Patients in the trial had disease that was resistant or recurring after multiple treatments, including CAR‑T therapy. Among the CAR‑T patients, 22% experienced complete remission after treatment with the drug.

The project was coordinated by the Abramson Cancer Center at the University of Pennsylvania, USA. The analysis involved 193 patients in seven countries including the UK. There were 124 with aggressive disease and 67 with slow-growing disease.

Mosunetuzumab, a bispecific antibody drug, binds to CD20 and to a natural receptor on T cells. The researchers say it may also help to boost failing CAR‑T treatment.

Researchers say that at six months of follow-up, most patients who achieved complete remissions remained free of disease. This included 24 out of 29 patients (83%) with slow-growing lymphomas, and 17 of 24 patients (71%) with aggressive disease.

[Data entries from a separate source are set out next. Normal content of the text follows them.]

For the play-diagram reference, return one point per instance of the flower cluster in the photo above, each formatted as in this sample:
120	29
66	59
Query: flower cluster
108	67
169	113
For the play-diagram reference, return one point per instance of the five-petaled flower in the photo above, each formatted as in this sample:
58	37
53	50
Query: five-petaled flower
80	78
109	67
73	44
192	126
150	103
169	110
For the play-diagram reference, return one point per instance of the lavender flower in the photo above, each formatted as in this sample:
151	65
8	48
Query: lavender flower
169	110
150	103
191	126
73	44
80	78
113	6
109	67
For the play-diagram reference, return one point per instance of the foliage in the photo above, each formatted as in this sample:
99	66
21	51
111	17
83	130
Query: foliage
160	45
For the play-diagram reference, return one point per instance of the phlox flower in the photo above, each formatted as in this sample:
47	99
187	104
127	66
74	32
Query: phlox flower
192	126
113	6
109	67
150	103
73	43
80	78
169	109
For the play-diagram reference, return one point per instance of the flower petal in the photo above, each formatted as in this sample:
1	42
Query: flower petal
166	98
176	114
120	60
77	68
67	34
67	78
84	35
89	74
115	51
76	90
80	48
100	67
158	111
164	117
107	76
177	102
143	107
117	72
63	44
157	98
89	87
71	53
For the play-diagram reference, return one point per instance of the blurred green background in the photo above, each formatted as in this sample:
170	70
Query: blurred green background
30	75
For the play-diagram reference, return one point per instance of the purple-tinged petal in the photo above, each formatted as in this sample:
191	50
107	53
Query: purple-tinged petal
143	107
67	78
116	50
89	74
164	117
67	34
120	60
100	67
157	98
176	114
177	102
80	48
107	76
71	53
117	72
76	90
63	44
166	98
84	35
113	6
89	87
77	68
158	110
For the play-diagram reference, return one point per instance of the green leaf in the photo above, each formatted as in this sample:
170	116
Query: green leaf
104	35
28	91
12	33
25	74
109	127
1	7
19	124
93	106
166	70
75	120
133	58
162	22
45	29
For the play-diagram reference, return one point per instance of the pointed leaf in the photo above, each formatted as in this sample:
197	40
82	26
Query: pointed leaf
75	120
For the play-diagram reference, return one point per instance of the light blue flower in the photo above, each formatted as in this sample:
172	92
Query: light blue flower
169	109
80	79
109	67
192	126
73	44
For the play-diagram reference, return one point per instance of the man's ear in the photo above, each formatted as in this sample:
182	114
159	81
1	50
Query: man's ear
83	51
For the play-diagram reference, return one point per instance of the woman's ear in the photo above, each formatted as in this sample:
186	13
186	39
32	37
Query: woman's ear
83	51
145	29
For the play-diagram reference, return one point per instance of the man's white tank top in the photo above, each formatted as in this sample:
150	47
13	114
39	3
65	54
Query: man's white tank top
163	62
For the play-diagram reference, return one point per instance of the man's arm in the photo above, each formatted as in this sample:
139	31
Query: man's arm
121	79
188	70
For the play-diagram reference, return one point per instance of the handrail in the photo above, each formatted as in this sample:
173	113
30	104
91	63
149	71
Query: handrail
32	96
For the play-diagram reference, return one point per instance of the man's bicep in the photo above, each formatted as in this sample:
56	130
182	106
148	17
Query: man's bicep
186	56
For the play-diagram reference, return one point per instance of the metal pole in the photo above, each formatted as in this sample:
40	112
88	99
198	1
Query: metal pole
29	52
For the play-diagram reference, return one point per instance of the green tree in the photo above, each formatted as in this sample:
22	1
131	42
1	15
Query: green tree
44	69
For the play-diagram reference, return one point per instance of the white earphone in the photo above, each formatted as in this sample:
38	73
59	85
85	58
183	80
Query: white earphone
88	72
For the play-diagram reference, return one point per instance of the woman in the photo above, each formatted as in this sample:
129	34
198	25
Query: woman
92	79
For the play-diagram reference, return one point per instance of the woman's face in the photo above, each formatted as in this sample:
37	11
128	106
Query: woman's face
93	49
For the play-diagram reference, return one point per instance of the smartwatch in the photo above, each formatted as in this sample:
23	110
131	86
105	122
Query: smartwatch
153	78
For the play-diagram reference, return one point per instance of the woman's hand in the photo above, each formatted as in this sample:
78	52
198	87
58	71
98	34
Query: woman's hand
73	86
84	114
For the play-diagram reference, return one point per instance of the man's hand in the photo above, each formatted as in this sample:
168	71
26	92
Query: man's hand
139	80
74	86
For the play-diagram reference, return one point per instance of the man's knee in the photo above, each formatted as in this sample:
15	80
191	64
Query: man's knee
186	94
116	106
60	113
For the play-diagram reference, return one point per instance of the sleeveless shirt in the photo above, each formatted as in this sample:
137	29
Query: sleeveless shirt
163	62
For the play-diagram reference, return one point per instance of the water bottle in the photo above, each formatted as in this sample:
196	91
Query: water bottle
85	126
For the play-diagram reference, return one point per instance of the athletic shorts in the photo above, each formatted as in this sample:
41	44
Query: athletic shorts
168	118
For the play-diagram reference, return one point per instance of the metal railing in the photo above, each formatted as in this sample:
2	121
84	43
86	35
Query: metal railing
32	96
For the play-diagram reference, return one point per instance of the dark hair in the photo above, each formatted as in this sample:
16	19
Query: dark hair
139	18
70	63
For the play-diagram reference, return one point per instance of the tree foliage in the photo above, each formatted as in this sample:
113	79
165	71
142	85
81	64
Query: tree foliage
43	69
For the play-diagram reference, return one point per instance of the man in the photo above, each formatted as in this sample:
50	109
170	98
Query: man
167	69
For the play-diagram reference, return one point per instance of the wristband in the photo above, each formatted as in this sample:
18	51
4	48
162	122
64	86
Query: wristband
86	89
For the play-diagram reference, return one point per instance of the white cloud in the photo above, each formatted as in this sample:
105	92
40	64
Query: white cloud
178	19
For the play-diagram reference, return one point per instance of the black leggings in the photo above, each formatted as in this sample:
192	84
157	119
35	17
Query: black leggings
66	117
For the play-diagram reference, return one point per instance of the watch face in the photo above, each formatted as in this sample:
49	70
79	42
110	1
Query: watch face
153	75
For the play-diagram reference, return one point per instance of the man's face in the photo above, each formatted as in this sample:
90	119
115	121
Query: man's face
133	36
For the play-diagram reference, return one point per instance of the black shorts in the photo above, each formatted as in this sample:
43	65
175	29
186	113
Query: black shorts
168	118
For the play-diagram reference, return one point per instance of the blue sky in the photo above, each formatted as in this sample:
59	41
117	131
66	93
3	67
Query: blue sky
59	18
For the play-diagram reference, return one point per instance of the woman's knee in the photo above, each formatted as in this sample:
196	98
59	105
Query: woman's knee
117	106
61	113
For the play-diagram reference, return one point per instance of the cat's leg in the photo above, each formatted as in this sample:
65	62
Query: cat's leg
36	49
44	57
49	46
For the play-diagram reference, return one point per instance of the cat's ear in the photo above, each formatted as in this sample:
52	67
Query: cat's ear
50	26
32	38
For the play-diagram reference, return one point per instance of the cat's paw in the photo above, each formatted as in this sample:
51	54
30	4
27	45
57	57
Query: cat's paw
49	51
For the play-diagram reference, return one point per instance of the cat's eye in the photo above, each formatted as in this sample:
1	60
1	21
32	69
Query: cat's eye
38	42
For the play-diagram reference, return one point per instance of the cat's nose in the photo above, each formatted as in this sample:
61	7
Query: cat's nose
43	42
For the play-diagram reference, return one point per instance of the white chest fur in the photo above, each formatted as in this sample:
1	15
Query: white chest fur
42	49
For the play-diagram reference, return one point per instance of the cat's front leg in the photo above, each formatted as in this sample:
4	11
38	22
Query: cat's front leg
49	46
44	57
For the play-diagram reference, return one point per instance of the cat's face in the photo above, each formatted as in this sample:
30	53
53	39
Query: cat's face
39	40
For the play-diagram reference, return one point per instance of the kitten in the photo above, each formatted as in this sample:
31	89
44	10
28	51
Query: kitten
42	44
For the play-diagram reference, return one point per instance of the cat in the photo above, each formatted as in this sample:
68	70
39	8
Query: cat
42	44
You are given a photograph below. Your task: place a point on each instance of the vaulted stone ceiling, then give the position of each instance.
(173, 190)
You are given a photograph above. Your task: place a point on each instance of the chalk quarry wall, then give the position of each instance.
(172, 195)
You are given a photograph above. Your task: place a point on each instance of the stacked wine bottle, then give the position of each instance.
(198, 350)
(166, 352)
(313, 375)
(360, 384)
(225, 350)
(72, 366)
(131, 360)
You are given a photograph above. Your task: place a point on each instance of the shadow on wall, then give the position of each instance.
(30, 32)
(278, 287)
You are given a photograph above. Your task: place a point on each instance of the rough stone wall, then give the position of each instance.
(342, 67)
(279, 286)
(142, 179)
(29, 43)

Dr Stephen Schuster, who led the project, said: “There is still a large need for new treatments in relapsed or refractory cases, since some patients fail CAR-T and others are too sick to wait for cell manufacturing.

“One of the benefits of this treatment is that it’s ‘off-the-shelf,’ meaning it does not need to be manufactured for each patient.”

He added: “Mosunetuzumab generates long-lasting responses with a very tolerable safety profile in patients with B-cell non-Hodgkin lymphomas for whom multiple prior treatments have failed and whose prognosis is poor. Of particular interest, we are seeing durable complete remissions in patients whose lymphomas progressed after CAR-T.

“This could mean that not only does mosunetuzumab have the ability to kill cancer, but also that it may help re-engage CAR-T cells and boost the effect of the prior CAR treatment."

Dr Schuster told the conference: “Larger, randomised trials are needed to further confirm these promising data and determine whether the treatment benefit of mosunetuzumab is enhanced when it is used earlier in the course of lymphoma therapy or in combination with other agents.”